Южнее главного удара (Бакланов) - страница 50

— Он за войну столько металла на меня извёл — трём академикам не подсчитать. Если весь этот металлолом собрать да в дело пустить, на танковую дивизию хватит. Так что считай — из-за меня у немцев одной танковой дивизией меньше. Понял теперь? Увидев вокруг столько людей, пушки, Леонтьев, как всякий человек, не понимающий обстановки, почувствовал себя в безопасности. Особенно после страха, которого он натерлелся, пока шли по городу. Прежде всего он отыскал комбата. Беличенко стоял на краю ровика, нагнув голову в сдвинутой на затылок белой кубанке, кричал в телефонную трубку:

— Гуркин! Гуркин! Где ты пропал совсем? Левую вытянутую руку его, жилистую и в темноте очень белую, перевязывала Тоня, едва достававшая ему до плеча. А из ровика снизу смотрел на командира батареи телефонист, сидевший на корточках, по лицу его старался определить: бежать по связи или ещё обождать можно?

— Гуркин? — быстро спросил Беличенко и нетерпеливо оглянулся на Тоню, словно она была причиной того, что ему не отвечали. Но Тоня, зубами затягивая бинт, легла на его руку щекой, и он позвал в телефонную трубку с внезапной нежностью:

— Гуркин… Гуркин? Что ж ты молчал? Телефонист облегчённо вздохнул. Прижимая трубку плечом к уху, Беличенко здоровой рукой поспешно откатывал на раненой рукав и поглядывал вперёд орудия. Застегнул пуговицы. Со спины его сползла шинель. Он подхватил её.

— Так! За полем уже возникла автоматная стрельба.

— Так, так… Так что ж ты… Беличенко пробовал продеть руку в рукав шипели — рукав перекрутился, — он требовательно глянул на Тоню, не успевшую помочь.

— Пропускай танки на меня! — заорал он в трубку. — Пехоту, автоматчиков прижми к земле! Услышав страшное слово «танки», да ещё чтоб их пропускали, Леонтьев выскочил вперёд, желая предупредить скорей, успеть.

— Товарищ капитан! Товарищ капитан Беличенко! Беличенко обернулся на этот испуганный голос. Держа трубку в руке, как молоток, двинулся к Леонтьеву.

— А ну, марш!
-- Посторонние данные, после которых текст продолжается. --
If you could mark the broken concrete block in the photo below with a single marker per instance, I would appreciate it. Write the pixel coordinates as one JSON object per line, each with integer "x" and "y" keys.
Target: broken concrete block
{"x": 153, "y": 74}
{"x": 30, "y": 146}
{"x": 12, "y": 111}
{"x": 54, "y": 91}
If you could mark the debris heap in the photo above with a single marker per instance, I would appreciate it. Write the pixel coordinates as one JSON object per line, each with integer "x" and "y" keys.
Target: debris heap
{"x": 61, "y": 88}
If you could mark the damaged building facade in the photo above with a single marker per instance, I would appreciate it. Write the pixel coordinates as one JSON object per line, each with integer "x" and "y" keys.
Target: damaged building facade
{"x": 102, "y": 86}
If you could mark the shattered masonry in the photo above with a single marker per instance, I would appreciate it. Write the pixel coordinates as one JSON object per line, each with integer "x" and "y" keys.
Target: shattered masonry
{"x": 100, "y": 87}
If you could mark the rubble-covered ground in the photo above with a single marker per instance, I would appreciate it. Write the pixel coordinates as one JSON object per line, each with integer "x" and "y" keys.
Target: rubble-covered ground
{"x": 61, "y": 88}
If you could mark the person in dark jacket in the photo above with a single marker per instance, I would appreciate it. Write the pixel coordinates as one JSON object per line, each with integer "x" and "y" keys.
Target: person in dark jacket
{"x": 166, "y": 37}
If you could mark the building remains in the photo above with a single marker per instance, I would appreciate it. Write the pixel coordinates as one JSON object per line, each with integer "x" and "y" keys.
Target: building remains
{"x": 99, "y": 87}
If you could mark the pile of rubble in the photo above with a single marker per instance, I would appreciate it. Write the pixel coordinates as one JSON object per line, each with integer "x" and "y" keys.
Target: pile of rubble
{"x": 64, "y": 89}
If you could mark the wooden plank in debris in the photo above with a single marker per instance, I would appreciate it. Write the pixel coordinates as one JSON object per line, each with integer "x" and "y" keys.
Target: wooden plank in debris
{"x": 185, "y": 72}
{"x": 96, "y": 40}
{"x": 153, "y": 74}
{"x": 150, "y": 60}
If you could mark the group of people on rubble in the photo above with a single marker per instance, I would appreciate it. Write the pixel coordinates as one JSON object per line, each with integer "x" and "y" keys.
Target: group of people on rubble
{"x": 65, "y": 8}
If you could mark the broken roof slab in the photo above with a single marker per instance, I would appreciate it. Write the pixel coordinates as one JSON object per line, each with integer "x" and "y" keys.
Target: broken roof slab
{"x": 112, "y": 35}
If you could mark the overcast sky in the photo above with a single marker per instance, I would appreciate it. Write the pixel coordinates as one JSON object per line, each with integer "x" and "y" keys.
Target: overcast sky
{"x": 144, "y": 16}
Марш к орудию! От неожиданности Леонтьев растерялся. После уж он почувствовал себя оскорблённым. Он хотел предупредить, сделать лучше — зачем на него кричать! У него всегда были с Беличенко хорошие отношения. Когда Беличенко представляли к ордену, Леонтьев, как только узнал, сообщил ему по секрету. Он не имел права делать этого, но он вcе же сообщил. И он обиженно косился на него от орудия. Но хотя он и косился, в душе он был даже доволен, почувствовав над собой твёрдую руку. И он охотно переложил с себя на Беличенко ответственность за все, в том числе и за свою собственную жизнь.